L'action 10 consacrée à la prévention des risques naturels, qui représente 10,2 % des crédits du programme 181, disposera en 2015 d'environ 40 millions d'euros en autorisations d'engagement comme en crédits de paiement , soit une progression de l'ordre de 6 % par rapport aux crédits ouverts par la loi de finances initiale pour 2014.

En 2015, les crédits ouverts doivent permettre de poursuivre les actions engagées dans le domaine de la prévention des risques naturels et des inondations, avec en particulier la mise en oeuvre du plan national submersions rapides et de l'appel à projets des programmes d'actions de prévention des inondations (PAPI), la mise en oeuvre de la directive sur les inondations et de l'élaboration de la stratégie nationale de gestion des risques d'inondation (SNGRI).
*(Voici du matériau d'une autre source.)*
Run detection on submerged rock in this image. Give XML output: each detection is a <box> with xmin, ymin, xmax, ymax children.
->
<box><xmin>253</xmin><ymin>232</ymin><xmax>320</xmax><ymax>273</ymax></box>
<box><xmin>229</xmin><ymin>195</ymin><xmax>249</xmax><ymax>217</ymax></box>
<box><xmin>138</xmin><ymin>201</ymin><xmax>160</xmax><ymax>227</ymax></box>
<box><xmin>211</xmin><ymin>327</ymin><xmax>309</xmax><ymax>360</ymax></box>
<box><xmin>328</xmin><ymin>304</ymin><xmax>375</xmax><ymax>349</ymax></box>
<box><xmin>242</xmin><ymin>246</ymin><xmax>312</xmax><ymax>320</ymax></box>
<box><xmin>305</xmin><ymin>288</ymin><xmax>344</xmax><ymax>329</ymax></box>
2. État des lieux de la mise en place des PPRN

Les plans de prévention des risques naturels (PPRN), créés par la loi du 2 février 1995 relative au renforcement de la protection de l'environnement, ont aujourd'hui vocation à prévoir et mettre en oeuvre les règles de prévention, d'urbanisme et de construction selon la nature et l'intensité des risques. Le PPRN a valeur de servitude d'utilité publique et doit être annexé au plan local d'urbanisme.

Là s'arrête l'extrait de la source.